Regarding the type of movement Wang et al.58 stated that 71.9% of mini-implants showed a controlled tipping or bodily movement, only 15.6% showed uncontrolled tipping, and 12.5% showed no movement. Additionally, results of studies differentiating the movement of mini-implants' parts have suggested that controlled tipping and bodily movement are the most common types of movement. Whereas maximum movement of the head mostly ranged between 1.0 and 2.0 mm in the force direction, the movement of the tail ranged up to 2.0 mm in the same direction and was no more than −1.0 mm in the opposite direction.

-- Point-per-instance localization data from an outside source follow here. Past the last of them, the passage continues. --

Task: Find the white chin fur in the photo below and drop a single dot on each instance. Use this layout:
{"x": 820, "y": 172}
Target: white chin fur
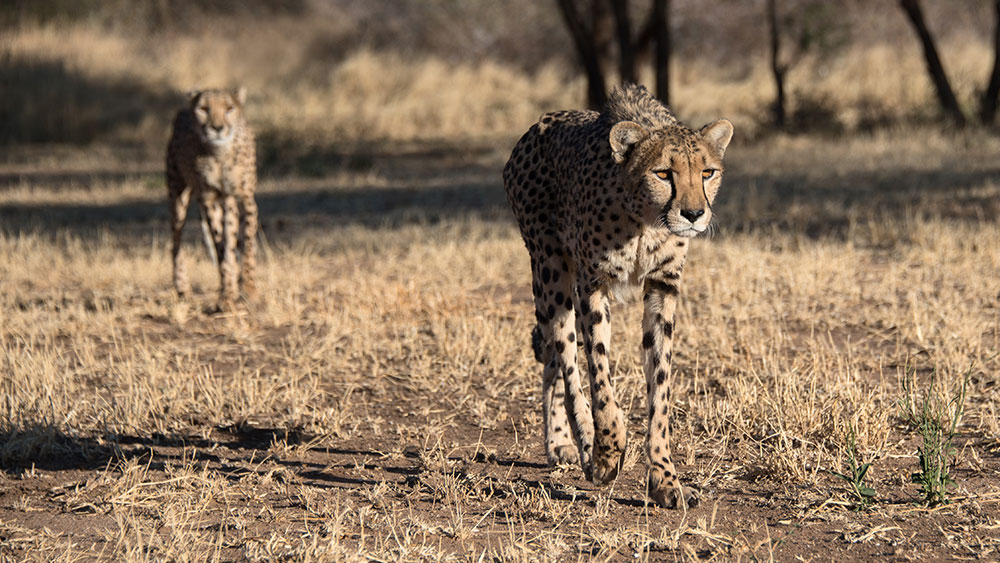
{"x": 687, "y": 231}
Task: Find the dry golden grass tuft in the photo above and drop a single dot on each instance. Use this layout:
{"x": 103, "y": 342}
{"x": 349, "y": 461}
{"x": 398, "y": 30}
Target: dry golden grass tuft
{"x": 380, "y": 401}
{"x": 86, "y": 82}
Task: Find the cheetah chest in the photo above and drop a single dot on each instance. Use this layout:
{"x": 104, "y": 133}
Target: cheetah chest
{"x": 217, "y": 174}
{"x": 654, "y": 253}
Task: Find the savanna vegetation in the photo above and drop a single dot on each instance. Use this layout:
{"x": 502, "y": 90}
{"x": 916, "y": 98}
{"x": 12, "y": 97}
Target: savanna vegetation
{"x": 837, "y": 342}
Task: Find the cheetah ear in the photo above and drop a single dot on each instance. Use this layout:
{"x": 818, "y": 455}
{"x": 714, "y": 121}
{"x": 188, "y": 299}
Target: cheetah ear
{"x": 718, "y": 134}
{"x": 624, "y": 137}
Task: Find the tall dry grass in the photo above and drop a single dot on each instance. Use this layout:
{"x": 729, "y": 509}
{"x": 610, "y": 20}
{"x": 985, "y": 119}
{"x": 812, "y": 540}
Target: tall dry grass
{"x": 84, "y": 82}
{"x": 406, "y": 341}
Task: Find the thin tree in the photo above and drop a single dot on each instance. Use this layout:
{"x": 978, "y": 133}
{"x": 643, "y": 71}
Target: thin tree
{"x": 626, "y": 50}
{"x": 778, "y": 69}
{"x": 660, "y": 23}
{"x": 988, "y": 103}
{"x": 610, "y": 24}
{"x": 945, "y": 95}
{"x": 590, "y": 44}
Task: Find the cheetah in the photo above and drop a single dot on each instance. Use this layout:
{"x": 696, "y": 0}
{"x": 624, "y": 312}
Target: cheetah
{"x": 211, "y": 157}
{"x": 606, "y": 204}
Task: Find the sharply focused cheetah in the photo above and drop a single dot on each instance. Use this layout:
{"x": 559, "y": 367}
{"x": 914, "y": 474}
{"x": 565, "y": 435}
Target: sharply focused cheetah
{"x": 606, "y": 203}
{"x": 211, "y": 157}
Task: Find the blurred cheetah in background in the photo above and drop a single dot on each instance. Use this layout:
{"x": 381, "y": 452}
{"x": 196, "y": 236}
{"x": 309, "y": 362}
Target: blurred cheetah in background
{"x": 211, "y": 157}
{"x": 606, "y": 203}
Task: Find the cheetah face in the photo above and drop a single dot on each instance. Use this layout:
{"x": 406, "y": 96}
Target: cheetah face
{"x": 218, "y": 113}
{"x": 671, "y": 175}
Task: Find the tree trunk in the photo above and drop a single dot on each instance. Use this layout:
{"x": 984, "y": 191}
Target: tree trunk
{"x": 942, "y": 88}
{"x": 588, "y": 51}
{"x": 626, "y": 52}
{"x": 777, "y": 69}
{"x": 660, "y": 23}
{"x": 988, "y": 103}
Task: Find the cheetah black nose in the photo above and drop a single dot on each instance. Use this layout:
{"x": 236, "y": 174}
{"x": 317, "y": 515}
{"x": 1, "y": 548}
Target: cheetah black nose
{"x": 692, "y": 214}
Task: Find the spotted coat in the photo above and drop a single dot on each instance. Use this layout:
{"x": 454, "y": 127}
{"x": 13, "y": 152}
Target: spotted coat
{"x": 211, "y": 158}
{"x": 606, "y": 203}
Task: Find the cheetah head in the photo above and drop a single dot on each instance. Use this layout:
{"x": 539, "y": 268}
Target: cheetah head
{"x": 672, "y": 174}
{"x": 218, "y": 113}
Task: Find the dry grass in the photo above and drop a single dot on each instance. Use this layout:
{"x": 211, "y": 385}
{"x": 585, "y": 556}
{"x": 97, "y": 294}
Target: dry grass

Poggio et al.64 recommended a distance of 1 mm between the mini-implant and the root surface, whereas Liou et al.30 advised 2 mm for safe clearance. Due to missing evidence and the lack of data from well-designed clinical studies, no quantitative recommendations regarding safe distances have been offered. However, there is consensus regarding the appearance of clinically significant secondary replacement. The current results regarding the type of movement suggest it might be favourable not to insert implants in the middle of the inter-radicular space but instead to insert them slightly nearer to the root, away from the force direction. Insertion sites with good bone quality and thin mucosa should be preferred. If possible, insertion close to anatomical structures, such as dental roots, should be avoided, both to prevent any damage and to reduce the risk of implant loosening. Alves et al.63 recommended monitoring implant position during treatment to prevent contact with anatomical structures. El-Beialy et al. proposed that patients should be informed before insertion that the mini-implants' position might need to be redirected because of displacement. The aim of planning should be to provide a maximum range of action for the mini-implant, especially when long loading periods are necessary.62
Conclusion
The authors have affirmed that mini-implants provide good anchorage quality regarding orthodontic treatment. Primary displacement did not appear to be clinically relevant. Most of the studies confirmed that significant secondary displacement occurred under orthodontic loading over time. The level of displacement was clinically relevant, considering possible interference with anatomical structures, such as dental roots. Based on the given data concerning the amount and type of displacement, decentralized insertion within the inter-radicular space, away from force direction, might be favourable. Following this advice might help to minimize the risk of damaging anatomical structures and to reduce the failure rates of mini-implants. No quantitative recommendations have been given to date due to a lack of evidence. Further research regarding the amount of and factors affecting secondary displacement should be performed for better prediction of the space required needed in individual situations.